It was 9am one day in mid-July when the cotton hood fell over her face and Ruth Ellis, the last woman to be executed in Britain.
Now, 52 years after the hanging at Holloway Prison, an author in Bookham believes she has uncovered evidence that exonerates the condemned nightclub hostess.
Monica Weller spent five years researching the circumstances that led Ellis, 28, to shoot dead her lover, David Blakeley, outside a pub on Easter Sunday in 1955.
Her findings, highlighting discrepancies in documentary evidence, have prompted Prime Minister Gordon Brown to agree to post her petition to re-open the case on the Downing Street website.
Mrs Weller, 57, said: "I just want to be able to tell the British public the truth after half a century of spin. The hope is that Mr Brown uses his influence to recommend Her Majesty to grant a free pardon."
Ellis shot Blakeley, a racing driver with whom she was having an affair, outside the Magdala Tavern in north London.
No defence of any substance was put at her trial and the jury was prevented from returning a verdict of manslaughter on the ground of provocation.

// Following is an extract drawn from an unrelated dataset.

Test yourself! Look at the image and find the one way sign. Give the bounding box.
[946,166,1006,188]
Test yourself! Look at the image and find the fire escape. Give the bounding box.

This week Mrs Weller said there was a miscarriage of justice because Ellis was unable to fire the .38 Smith and Wesson revolver, which is operated with two hands.
While researching a book with Ellis's sister, Muriel Jakubait, she discovered the hanged woman's left hand was gnarled by rheumatic fever.
It also emerged no ballistic tests were done because the gun "broke" at the Metropolitan Police laboratory, and that Ellis's light clothes were spotless as she was escorted from the bloody crime scene.
Mrs Weller said: "I have presented a range of evidence the court never got to hear; evidence pointing to the fact that Ruth Ellis was innocent of the crime she was hanged for."